People’s protest a sad reminder of what China lacks

Posted: October 10th, 2010 | Tags: , , , , , , , | No Comments »

Ties between China and Japan wax and wane like the course of the sun during the day. Brief spats end as quickly as they begin and promises of better cooperation espoused by both parties leave everyone wondering what the fuss was about anyway. But the current bitterness over the Senkaku/Diaoyutai islands puts the relationship perilously close to a sunset.

Hysteria – almost all from the Chinese side – shows little sign of abating. The official rancour though masks an ugly side to the dispute. Anti-Japanese protests are sweeping Chinese cities, fuelled by ordinary citizens proud of their country’s achievements and still resentful of Japan’s wartime past.

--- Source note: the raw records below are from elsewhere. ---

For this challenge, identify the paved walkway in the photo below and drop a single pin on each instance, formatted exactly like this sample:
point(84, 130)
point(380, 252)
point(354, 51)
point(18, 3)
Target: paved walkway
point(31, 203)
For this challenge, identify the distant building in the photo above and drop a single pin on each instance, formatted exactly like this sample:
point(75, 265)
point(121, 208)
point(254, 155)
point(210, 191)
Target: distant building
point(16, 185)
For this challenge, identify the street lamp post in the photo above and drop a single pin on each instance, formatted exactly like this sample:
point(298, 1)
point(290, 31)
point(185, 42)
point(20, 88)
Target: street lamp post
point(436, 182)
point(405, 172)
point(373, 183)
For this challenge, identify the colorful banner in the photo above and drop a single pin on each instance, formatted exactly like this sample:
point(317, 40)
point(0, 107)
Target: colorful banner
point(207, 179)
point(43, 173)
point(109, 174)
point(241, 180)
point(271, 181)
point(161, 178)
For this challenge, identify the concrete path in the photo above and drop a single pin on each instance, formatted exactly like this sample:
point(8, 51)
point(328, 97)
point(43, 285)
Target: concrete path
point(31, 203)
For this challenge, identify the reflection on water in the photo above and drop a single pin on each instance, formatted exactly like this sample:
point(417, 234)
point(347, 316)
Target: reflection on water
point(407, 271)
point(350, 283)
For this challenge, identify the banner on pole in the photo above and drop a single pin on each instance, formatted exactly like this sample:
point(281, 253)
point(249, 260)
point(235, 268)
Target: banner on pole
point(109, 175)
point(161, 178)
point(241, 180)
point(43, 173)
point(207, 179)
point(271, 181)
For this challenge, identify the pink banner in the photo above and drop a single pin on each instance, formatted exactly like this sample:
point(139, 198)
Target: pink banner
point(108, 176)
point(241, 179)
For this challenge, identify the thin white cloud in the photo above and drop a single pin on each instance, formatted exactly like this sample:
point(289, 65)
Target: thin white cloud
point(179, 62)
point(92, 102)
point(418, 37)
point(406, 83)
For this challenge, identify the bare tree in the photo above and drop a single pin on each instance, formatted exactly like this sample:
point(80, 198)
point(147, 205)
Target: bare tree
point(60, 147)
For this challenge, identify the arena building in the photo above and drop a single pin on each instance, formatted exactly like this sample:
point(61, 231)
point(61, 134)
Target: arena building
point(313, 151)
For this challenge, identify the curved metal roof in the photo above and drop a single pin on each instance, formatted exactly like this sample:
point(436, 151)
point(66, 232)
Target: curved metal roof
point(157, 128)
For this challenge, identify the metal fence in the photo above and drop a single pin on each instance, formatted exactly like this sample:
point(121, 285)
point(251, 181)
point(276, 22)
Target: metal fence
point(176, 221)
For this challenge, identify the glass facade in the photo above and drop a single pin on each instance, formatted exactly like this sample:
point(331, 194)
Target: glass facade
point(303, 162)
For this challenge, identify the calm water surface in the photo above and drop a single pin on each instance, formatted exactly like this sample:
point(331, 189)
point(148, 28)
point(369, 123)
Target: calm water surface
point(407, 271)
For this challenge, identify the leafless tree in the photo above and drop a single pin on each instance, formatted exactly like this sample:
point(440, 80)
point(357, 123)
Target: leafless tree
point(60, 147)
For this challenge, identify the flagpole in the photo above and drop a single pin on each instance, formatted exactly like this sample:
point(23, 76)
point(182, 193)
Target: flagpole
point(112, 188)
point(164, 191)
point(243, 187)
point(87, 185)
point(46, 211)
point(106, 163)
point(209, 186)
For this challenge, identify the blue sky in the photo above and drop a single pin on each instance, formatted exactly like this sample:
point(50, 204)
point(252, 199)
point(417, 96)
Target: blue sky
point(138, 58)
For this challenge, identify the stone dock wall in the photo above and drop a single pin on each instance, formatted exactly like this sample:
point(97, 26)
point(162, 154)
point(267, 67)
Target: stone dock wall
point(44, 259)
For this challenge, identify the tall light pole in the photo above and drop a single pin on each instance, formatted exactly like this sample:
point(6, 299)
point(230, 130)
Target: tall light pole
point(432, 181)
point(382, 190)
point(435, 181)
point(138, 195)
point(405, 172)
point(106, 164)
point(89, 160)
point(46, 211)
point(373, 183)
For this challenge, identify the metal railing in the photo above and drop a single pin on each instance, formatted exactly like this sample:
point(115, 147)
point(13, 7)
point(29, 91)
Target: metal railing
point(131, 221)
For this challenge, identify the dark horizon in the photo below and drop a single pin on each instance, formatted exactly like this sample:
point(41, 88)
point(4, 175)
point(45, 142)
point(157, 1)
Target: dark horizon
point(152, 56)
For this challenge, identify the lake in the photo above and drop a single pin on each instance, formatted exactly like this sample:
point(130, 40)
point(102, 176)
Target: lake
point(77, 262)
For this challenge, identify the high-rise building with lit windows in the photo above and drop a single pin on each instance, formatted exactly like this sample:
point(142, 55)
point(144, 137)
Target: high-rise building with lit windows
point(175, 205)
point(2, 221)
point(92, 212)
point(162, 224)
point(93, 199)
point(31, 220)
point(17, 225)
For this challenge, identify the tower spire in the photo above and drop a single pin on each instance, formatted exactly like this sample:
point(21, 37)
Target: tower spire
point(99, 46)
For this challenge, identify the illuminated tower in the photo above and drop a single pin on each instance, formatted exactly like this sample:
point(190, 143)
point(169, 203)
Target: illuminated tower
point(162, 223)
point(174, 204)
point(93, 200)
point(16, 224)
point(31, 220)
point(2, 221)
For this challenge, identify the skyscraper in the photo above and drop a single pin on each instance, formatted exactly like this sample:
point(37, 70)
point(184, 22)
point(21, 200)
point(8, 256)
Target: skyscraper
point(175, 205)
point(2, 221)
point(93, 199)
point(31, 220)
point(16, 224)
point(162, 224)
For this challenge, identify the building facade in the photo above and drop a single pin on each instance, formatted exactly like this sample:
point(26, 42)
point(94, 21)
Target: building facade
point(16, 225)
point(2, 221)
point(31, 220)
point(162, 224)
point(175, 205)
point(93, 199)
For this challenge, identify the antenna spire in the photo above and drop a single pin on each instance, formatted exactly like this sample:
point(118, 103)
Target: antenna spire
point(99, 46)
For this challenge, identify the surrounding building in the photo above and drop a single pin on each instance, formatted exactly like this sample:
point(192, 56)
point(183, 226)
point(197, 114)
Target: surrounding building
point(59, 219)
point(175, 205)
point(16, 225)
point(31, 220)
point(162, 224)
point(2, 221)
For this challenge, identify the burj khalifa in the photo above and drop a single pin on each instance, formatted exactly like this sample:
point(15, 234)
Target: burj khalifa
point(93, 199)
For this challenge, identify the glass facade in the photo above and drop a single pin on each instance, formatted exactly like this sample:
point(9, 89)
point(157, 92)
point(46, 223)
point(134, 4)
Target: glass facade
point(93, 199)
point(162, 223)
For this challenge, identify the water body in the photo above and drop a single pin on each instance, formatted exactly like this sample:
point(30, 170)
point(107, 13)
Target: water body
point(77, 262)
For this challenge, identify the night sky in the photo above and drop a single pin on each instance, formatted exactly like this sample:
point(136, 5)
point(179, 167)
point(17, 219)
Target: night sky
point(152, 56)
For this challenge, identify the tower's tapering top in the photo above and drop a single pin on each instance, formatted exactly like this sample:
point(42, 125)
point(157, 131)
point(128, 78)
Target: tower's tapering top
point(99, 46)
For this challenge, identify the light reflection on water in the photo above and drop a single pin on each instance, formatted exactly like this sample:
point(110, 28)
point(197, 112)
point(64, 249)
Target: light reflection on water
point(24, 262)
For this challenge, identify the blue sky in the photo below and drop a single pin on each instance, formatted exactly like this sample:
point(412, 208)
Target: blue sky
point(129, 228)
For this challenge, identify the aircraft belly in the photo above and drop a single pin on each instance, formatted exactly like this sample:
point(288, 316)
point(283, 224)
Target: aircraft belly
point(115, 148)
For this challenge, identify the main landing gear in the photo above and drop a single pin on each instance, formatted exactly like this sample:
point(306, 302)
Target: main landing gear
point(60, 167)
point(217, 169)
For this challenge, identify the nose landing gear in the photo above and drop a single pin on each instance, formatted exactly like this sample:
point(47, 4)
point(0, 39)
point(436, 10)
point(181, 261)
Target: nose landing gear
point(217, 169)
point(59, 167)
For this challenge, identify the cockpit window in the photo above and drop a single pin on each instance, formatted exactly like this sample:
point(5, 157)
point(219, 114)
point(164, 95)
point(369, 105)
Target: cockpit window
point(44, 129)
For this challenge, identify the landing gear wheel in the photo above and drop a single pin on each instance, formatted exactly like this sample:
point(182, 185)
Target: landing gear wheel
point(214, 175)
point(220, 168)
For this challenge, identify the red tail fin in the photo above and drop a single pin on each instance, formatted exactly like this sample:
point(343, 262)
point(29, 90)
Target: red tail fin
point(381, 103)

This nationalistic streak is not a new phenomenon. In 1999, there was massive outrage when Nato planes bombed the Chinese embassy in Belgrade during the Kosovo War. A report for the US Congress on the matter states:

“Tens of thousands of protestors demonstrated outside the U.S. and other NATO countries’ government facilities in Beijing and in five other Chinese cities, throwing rocks, splattering paint, and inflicting other damage. The residence of the U.S. consul-general in Chengdu was seriously damaged by fire and smoke, and protesters attempted to burn the U.S. consulate in Guangzhou. U.S. diplomatic personnel, including Ambassador James Sasser, were trapped for several days in the U.S. Embassy.”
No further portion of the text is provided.